Pitt’s Center for Latin American Studies joins University Consortium on Afro-Latin American Studies

The+Cathedral+of+Learning.%0A

TPN File Photo

The Cathedral of Learning.

By Elizabeth Primrose, Senior Staff Writer

More than 90% of the enslaved Africans who survived the Middle Passage arrived in Latin America and the Caribbean, according to the Center for Latin American Studies director Keila Grinberg. 

The University Consortium on Afro-Latin American Studies, formed in November 2022, will examine the contributions of African descendants to Latin American history and culture. CLAS joined this consortium, led by the Afro-Latin Research Institute at Harvard, along with four other universities. 

Grinberg said the consortium also includes the Grupo de Estudios Afrolatinoamericanos at Universidad de Buenos Aires in Argentina, the AFRO Núcleo Pesquisa e Formaçāo Raça, Gênero, Justiça Racial, Brazilian Center for Analysis and Planning in Brazil and the Centro de Estudios Afrodiaspóricos at Universidad ICESI in Colombia.

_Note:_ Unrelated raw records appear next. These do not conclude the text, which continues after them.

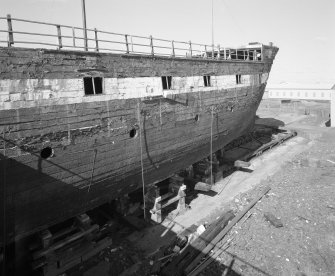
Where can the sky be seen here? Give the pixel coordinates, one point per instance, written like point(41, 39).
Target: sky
point(304, 30)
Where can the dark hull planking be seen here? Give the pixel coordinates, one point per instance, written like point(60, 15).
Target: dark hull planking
point(95, 159)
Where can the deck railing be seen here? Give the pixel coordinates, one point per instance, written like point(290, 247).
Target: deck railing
point(57, 36)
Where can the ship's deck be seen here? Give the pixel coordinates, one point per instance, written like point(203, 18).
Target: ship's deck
point(63, 37)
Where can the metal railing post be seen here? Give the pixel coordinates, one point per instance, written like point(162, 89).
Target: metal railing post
point(59, 34)
point(74, 37)
point(96, 40)
point(10, 31)
point(173, 52)
point(152, 46)
point(190, 48)
point(127, 45)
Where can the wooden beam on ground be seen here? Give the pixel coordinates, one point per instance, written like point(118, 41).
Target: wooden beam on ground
point(192, 249)
point(216, 240)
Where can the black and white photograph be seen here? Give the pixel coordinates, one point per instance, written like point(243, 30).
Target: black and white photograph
point(167, 137)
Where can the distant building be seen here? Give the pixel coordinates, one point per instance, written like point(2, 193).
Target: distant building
point(300, 91)
point(296, 91)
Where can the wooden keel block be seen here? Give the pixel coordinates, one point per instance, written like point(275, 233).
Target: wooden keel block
point(241, 164)
point(46, 238)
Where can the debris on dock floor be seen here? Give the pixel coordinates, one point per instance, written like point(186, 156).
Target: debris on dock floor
point(301, 202)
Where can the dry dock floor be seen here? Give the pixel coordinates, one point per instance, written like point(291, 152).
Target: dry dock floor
point(301, 174)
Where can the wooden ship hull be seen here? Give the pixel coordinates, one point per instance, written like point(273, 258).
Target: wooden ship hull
point(63, 152)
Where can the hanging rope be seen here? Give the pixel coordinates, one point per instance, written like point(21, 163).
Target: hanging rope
point(141, 147)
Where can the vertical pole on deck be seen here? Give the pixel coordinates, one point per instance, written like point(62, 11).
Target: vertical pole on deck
point(74, 37)
point(84, 24)
point(96, 40)
point(332, 107)
point(172, 45)
point(152, 46)
point(127, 45)
point(190, 47)
point(59, 34)
point(10, 31)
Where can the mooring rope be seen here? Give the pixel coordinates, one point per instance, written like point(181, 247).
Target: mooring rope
point(141, 147)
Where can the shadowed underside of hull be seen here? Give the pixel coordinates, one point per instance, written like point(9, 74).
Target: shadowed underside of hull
point(95, 142)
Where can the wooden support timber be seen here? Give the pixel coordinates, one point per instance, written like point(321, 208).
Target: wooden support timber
point(166, 200)
point(216, 240)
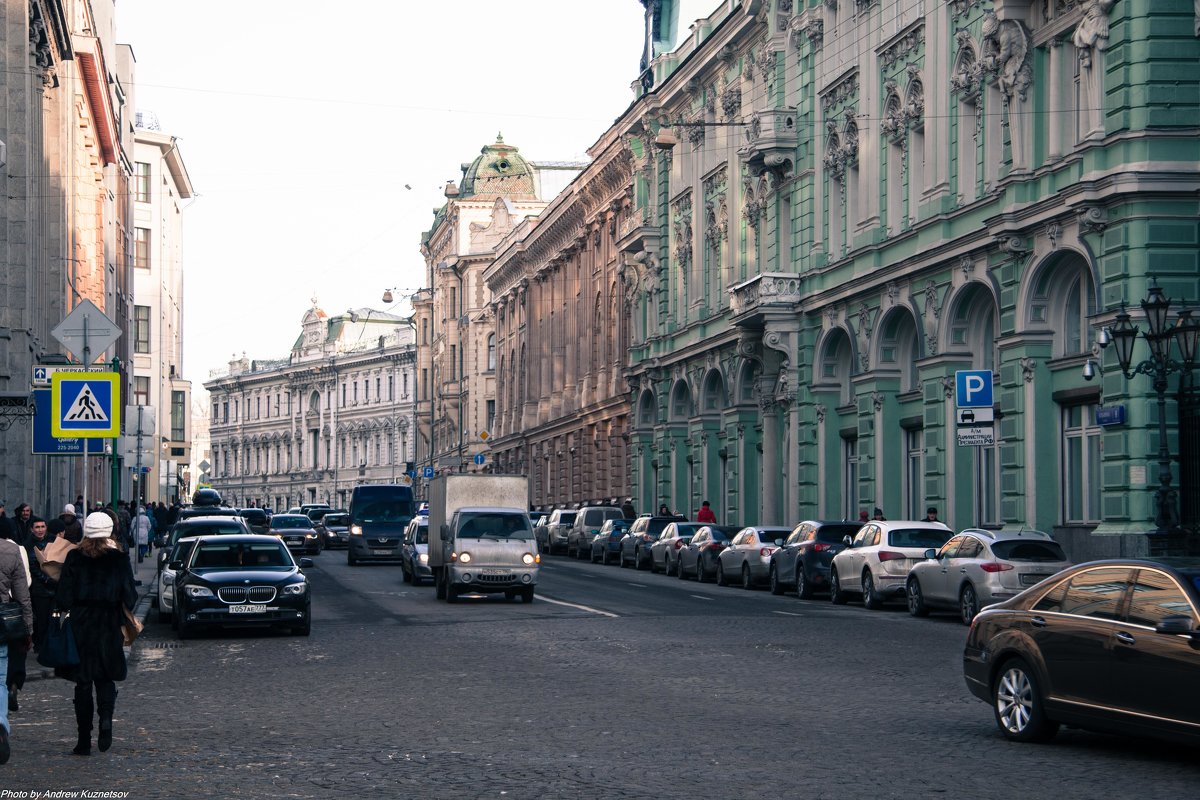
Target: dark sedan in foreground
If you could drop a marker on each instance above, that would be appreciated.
(241, 582)
(1107, 645)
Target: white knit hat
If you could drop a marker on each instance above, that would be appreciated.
(97, 525)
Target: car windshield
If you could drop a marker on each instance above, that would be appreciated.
(923, 537)
(241, 555)
(834, 534)
(286, 523)
(480, 524)
(1026, 551)
(209, 529)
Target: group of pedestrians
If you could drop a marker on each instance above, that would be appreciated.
(83, 570)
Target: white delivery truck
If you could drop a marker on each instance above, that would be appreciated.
(480, 537)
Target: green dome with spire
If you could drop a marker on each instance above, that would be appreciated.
(499, 170)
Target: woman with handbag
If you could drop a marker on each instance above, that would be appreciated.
(96, 588)
(13, 597)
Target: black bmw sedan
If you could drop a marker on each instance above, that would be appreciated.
(1105, 645)
(244, 581)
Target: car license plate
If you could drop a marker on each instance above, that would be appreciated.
(247, 609)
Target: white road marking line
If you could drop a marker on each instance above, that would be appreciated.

“It is the main goal of the consortium to institutionalize the academic field that focuses on the histories and experiences of Afro-descendant people in Latin America and empowers a new generation of educators and researchers to impulse an anti-racist cultural shift toward equity and inclusion,” Grinberg, a professor of Latin American History, said.

The Ford Foundation has provided funding for the consortium with a $1.7 million grant.   

Grinberg said the consortium will do a variety of work, from organizing conferences on Afro-Latin American Studies to having dissertation workshops. Grinberg said the main focus of the consortium right now is to establish six postdoctoral fellowships on Afro-Latin American studies within the framework of the International Decade of Afro-Descendants from 2015 to 2024. 

“Our main goal is to transform higher education across the Americas, institutionalizing an academic field that centers the experiences of Africans and their descendants and prepares a new generation of educators to produce the antiracist cultural shift toward equity and inclusion that we need,” Grinberg said.

The leader of the consortium, Harvard professor Alejandro de La Fuente, received his doctorate in history from Pitt in 1996 and taught in Pitt’s history department from 2000 to 2013.

 Grinberg said George Reid Andrews, distinguished professor of history at Pitt, is one of the founders of the field of Afro-Latin American studies.

“[The consortium] is a major effort by U.S. and Latin American institutions to work together in promoting and developing the field of Afro-Latin American studies,” Andrews said. “That field has grown quite a bit in the last 20 years, and this consortium will add further impetus to that growth and development.”

Andrews said he will help oversee the consortium’s project of translating important books on Afro-Latin American studies that were published in Spanish and Portuguese into English.  

Grinberg, who is the consortium director at CLAS, said the center hosted the “Working Group on Comparative Slavery” in October. This working group is an international network of scholars “interested in the comparative and transnational questions concerning slavery.” According to Grinberg, the group organizes research conferences to discuss new research on slavery in the Americas, Africa and the Mediterranean world. 

“I think it’s very important to state Pitt’s role in establishing and shaping the field of Afro-Latin American Studies,” Grinberg said.

Pitt students will be able to participate in the conferences and dissertation workshops organized by the consortium, according to Grinberg. She also said the events and classes taught on subjects related to the consortium will benefit students, as they will have the opportunity to engage in discussions about Afro-Latin American studies.

Samuel Ferreira, a graduate student in the Department of History, said the consortium is an “ambitious” and “necessary” project. 

“As CLAS joined this project, it is not only clear that it shares the same goals and values, but now also has the resources to contribute to make it real,” Ferreira, who is a Latin America Social and Public Policy fellow at CLAS, said. “I see this as a possibility to continue the process of further strengthening antiracist positions not only elsewhere but also here at Pitt.” 

Ferreira said this consortium will be an opportunity for students, faculty members and the community.

“This is really a special opportunity for those who want to contribute to fight against invisibilization of Afro-Latin American experiences through academic knowledge,” Ferreira said. “At the same time, I think this discussion will have a beneficial impact on ongoing necessary discussions on racialization and Black experiences here at Pitt and in the city.”